Daunis Auers was among the Latvia fans following their team of outsiders around Portugal. They might have even stayed a little longer but for a crucial decision by an English referee...
Euro 2004 arrived suddenly and unexpectedly in Latvia. About two weeks before the tournament, the local media began running stories on the national team. They followed the training regime of the players, reported on their choice of cars (Simon Jordan will be pained to hear that the two ex-Crystal Palace players had the nicest ones) and even ran features on the players’ wives.

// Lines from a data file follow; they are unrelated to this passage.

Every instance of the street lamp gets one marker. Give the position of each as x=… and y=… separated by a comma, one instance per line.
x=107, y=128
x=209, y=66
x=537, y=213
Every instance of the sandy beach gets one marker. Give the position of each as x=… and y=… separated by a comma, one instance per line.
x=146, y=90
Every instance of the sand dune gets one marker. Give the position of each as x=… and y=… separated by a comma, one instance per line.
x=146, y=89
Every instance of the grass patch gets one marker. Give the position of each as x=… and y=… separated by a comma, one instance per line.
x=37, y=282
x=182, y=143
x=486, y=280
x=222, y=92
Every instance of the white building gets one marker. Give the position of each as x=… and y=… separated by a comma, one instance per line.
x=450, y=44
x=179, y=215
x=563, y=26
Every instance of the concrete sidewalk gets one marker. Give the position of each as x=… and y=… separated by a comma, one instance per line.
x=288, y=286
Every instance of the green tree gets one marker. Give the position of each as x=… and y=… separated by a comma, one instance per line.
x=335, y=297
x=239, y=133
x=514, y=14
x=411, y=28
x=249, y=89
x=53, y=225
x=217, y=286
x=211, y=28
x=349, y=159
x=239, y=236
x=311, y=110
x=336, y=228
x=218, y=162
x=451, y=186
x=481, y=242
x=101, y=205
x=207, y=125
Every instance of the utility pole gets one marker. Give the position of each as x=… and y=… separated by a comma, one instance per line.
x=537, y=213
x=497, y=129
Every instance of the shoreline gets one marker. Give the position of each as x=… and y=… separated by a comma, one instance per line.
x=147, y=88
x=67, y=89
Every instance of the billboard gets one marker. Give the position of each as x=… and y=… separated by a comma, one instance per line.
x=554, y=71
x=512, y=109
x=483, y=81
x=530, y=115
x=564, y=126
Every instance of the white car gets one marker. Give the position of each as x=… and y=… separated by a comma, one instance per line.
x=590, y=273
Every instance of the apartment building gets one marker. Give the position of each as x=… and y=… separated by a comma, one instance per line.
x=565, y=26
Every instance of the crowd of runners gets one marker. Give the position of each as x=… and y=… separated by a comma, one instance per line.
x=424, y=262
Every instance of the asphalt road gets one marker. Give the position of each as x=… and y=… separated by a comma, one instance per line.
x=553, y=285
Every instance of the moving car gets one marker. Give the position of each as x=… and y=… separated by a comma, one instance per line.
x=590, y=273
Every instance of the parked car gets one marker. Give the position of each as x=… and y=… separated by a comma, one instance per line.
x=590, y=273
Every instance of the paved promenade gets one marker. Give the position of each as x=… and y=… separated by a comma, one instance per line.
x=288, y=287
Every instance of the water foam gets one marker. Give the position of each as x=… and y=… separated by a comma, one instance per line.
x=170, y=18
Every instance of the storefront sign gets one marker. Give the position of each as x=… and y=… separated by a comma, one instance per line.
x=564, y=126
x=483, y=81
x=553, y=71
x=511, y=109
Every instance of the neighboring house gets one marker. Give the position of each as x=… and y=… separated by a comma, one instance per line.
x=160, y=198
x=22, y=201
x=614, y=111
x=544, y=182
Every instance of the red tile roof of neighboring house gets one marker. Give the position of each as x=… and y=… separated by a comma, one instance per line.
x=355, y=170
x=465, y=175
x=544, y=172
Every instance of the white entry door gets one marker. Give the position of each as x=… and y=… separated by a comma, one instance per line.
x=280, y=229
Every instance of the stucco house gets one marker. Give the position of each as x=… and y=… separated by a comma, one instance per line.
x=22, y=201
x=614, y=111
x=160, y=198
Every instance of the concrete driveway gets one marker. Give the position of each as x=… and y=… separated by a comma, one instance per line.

But there was also plenty of evidence of Latvia’s inexperience in a major football tournament. The first set of kits produced by Adidas were in a distinctly unacceptable shade of Soviet red rather than the maroon of the Latvian flag. When the replacements arrived a few weeks later a number of players’ named had been misspelled. Moreover, the Latvian football federation had failed to order any replica shirts for the fans to buy. While some shirts did appear at the last minute, there were not nearly enough to cover demand.
The first game came against the Czech Republic was played in a Legoland stadium on the outskirts of Aveiro that appeared to have been finished at about the same tempo as the Olympic Stadium in Rome – there was much trampling over mud and grass to reach it. The game itself passed in a non-alcoholic blur (thanks to UEFA only sanctioning the sale of non-alcoholic beer in the stadium – something that was only pointed out to me after my third “pint”). The players were a revelation – Andrejs Prohorenkovs, a plodding Emile Heskey-like figure who puzzlingly kept Marians Pahars out of the starting XI, made his one significant contribution in three matches, sending in a fizzing cross put away by pimply faced Maris Verpakovskis. Incredibly, the move was set up by an incisive pass from Igors Stepanovs, who produced the type of performance that had tempted Arsène to buy him. While Latvia ultimately lost, the team performance was such that even in injury time the Latvian fans were chanting Uzvaresim (we will win).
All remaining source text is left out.